Sicher ist jedenfalls, dass seit der Sache mit der Kamera mein Hauptaugenmerk, wenn ich Enne besuche, Konsens ist. Gibt mir Enne irgendwie zu verstehen, dass ich iem Raum nehme, dann ist das einfach nicht okay. Ich versuche, bei dem, was ich tue, herauszulesen, was für Enne okay ist, nicht zu drängen, sondern eher zu fragen, so höflich das eben ohne gemeinsame Sprache geht.
***
Was ich nun mache, sollte mir besser keine Person einfach nachmachen.
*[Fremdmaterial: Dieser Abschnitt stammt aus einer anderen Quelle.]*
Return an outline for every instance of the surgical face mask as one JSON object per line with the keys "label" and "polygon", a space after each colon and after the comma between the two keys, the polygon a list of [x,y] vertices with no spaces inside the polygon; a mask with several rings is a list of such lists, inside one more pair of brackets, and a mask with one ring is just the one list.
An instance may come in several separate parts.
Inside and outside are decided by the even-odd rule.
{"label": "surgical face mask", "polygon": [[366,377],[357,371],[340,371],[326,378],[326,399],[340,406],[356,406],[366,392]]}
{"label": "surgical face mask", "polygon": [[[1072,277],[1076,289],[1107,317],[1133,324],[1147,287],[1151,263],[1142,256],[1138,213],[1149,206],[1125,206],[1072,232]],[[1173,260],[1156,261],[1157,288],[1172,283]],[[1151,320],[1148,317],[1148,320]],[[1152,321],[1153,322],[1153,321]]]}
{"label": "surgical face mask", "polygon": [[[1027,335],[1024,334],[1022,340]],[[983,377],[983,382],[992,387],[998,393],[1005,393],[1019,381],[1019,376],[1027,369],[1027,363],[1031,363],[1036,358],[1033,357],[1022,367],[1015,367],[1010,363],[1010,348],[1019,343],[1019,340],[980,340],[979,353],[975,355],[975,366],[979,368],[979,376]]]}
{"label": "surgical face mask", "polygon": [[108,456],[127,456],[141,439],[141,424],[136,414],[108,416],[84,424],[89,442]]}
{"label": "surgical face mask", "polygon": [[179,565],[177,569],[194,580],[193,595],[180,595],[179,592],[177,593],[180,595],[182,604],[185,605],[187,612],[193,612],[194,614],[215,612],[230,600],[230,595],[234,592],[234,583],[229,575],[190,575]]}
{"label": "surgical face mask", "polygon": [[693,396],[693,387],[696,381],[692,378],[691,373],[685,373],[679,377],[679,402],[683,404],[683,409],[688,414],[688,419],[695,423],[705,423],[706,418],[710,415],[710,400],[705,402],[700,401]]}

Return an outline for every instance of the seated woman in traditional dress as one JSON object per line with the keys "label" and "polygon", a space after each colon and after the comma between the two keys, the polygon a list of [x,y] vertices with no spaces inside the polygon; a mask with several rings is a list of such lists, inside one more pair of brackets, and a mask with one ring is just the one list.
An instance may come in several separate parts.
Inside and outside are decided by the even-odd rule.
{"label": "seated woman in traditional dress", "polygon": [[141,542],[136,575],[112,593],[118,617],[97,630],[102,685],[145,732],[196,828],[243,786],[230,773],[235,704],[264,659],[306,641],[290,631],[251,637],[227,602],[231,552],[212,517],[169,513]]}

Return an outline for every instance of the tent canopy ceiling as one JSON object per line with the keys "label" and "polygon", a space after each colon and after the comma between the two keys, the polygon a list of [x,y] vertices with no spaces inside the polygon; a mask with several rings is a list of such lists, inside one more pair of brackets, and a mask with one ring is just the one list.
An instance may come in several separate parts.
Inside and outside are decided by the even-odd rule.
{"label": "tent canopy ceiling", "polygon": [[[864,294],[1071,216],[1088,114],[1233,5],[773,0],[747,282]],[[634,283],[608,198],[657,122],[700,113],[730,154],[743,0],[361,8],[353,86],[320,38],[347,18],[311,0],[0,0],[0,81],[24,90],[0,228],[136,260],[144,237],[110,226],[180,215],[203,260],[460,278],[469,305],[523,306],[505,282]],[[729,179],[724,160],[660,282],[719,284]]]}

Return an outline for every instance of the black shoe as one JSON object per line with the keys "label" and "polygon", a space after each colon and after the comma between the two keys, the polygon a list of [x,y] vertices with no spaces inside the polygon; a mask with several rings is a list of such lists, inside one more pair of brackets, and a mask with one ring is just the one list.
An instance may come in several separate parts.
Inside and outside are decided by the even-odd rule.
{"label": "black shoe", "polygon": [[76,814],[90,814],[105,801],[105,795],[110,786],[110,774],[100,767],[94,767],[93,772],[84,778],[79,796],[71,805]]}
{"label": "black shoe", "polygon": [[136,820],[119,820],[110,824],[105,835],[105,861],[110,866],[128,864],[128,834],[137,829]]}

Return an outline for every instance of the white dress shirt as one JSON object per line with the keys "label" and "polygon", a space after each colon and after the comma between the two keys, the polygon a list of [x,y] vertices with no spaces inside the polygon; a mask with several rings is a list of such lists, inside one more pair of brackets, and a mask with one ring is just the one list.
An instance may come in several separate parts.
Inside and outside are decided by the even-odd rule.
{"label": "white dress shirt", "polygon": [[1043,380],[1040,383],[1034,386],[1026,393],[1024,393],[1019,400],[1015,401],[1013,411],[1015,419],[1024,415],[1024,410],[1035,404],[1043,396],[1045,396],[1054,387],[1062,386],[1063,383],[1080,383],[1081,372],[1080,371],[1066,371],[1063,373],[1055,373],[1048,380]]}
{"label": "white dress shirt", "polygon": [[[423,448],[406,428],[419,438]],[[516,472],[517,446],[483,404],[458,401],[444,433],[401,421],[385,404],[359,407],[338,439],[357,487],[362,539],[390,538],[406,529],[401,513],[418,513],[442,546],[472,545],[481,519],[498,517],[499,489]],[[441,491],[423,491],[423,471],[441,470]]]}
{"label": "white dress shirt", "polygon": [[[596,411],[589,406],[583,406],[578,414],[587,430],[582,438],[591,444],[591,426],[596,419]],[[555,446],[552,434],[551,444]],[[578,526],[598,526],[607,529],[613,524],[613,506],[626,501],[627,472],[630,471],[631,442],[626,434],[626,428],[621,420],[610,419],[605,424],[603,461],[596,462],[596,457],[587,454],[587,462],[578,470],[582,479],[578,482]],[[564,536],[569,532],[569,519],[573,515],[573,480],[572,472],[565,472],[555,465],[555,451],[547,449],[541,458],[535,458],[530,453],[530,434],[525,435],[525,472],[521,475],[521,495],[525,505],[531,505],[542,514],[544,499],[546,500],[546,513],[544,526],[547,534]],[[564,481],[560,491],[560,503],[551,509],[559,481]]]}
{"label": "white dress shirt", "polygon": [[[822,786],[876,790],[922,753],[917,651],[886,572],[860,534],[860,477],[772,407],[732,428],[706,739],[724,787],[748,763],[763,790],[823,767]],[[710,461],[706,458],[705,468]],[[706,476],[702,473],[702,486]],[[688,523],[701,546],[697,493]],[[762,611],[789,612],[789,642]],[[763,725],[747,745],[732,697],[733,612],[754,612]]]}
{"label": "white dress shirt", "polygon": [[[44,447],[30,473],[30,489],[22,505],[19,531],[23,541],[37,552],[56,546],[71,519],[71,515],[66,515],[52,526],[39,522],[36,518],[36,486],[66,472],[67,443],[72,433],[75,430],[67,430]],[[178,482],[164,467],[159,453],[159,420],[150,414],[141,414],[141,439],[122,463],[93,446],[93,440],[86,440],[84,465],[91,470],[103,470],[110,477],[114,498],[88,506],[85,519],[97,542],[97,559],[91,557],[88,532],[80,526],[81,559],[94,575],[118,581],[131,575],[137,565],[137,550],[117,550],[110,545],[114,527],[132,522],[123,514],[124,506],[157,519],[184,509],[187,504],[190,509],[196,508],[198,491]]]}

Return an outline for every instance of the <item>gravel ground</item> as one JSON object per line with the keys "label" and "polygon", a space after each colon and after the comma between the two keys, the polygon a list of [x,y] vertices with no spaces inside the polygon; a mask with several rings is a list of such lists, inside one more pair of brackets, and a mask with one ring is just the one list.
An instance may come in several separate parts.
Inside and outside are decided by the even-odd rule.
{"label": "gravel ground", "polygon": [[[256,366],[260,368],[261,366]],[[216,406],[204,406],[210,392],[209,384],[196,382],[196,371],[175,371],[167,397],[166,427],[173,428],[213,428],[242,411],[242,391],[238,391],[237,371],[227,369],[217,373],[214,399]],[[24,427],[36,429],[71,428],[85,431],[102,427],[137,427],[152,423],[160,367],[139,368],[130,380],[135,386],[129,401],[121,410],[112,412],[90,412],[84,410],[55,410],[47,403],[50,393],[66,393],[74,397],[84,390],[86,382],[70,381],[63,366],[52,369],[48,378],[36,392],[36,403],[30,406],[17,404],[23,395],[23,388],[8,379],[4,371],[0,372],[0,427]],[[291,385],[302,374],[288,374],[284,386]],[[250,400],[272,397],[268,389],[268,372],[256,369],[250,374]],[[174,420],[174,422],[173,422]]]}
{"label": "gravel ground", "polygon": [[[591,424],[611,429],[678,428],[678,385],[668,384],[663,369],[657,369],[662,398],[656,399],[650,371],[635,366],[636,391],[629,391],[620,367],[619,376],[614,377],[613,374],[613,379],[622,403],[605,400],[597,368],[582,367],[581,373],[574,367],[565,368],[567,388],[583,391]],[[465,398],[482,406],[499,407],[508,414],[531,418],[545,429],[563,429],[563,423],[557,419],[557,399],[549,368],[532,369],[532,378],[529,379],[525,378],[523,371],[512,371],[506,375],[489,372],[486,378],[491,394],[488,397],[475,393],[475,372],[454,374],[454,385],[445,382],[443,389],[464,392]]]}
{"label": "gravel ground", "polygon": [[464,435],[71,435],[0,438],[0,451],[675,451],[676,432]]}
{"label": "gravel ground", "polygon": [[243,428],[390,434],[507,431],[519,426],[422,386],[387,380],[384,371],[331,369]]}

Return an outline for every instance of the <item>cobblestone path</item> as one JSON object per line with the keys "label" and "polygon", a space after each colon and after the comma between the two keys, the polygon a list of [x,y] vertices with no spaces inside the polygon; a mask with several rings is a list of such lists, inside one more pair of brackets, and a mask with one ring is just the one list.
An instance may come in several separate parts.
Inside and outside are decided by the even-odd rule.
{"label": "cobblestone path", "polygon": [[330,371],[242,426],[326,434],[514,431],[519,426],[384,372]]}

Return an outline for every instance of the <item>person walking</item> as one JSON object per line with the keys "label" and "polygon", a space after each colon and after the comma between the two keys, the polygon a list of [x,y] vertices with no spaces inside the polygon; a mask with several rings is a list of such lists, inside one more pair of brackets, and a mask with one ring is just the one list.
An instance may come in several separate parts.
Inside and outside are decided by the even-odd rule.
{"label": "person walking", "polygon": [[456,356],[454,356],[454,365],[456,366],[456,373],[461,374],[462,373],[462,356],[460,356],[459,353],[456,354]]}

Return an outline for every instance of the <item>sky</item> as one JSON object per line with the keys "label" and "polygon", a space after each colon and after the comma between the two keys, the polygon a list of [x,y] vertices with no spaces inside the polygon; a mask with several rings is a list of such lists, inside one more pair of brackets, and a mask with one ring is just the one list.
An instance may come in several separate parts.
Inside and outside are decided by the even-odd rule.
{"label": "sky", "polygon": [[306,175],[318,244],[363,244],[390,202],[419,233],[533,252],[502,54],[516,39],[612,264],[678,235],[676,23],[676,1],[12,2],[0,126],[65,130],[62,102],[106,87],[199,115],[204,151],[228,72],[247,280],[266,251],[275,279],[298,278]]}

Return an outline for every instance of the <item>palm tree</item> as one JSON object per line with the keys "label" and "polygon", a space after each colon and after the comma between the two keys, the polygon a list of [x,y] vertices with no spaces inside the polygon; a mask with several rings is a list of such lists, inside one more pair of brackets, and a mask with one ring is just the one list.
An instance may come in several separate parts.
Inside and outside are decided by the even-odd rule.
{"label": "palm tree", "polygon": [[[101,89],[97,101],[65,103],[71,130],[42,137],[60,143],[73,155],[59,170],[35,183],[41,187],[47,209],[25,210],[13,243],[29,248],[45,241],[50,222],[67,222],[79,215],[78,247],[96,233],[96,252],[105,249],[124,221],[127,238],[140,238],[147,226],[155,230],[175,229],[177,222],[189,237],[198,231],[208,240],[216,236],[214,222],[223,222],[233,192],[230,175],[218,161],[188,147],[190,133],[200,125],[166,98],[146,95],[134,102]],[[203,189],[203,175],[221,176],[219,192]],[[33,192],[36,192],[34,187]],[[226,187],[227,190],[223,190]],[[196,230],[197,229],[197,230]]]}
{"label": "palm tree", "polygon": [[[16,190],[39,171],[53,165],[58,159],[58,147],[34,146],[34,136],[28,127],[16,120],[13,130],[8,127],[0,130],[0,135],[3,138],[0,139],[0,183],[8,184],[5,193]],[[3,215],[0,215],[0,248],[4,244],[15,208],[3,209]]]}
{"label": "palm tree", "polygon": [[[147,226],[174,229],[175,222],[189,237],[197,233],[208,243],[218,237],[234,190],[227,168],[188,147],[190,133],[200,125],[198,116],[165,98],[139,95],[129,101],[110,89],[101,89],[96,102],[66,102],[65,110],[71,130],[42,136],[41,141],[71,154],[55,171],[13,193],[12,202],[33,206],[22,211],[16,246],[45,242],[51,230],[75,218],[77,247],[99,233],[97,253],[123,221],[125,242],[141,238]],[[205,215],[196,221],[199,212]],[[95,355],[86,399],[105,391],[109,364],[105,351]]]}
Ich lege meinen Rucksack ab (okay, das ist noch ungefährlich), knote meinen einen Fuß in eine Schlinge eines am Brunnengestänge befestigten Flaschenzugs, knote die Lampe an meinem grünen Gürtel fest, der das gleichfarbige Kleidungsstück meines Oberkörpers daran hindert, mir über den Kopf zu rutschen, und lasse mich kopfüber in den Brunnen hinab. Kopfüber, weil der Brunnen zu schmal ist, um sich darin umzudrehen. Das heißt auch, dass es brenzlich wird, wenn sich aus irgendwelchen Gründen meine Füße vom Seil lösen oder der Flaschenzug nicht mehr funktioniert. Dann lande ich kopfüber in einem schmalen Tunnel im Wasser. Immerhin weiß ich aus den ersten Malen, als ich mich noch mit den Füßen zuerst hinabgelassen habe, dass es nur ein wenig weiter unter der Wasseroberfläche einen Hohlraum gibt, in dem ich tatsächlich wenden kann. Trotzdem ist es sicher sehr gefährlich, was ich da mache, nur gibt es viele Gründe, warum ich nicht wieder abtauchen und zugleich mit dem Kopf nahe der Wasseroberfläche sein will.
Die alten, abgerundeten Steine des Brunnens sind glitschig von etwas zwischen Algen und Moos. Sie riechen wundervoll. Ich mag mit den Händen darübergleiten, aber ich habe lieber beide am Seil des Flaschenzugs, als ich mich in die Dunkelheit hinablasse.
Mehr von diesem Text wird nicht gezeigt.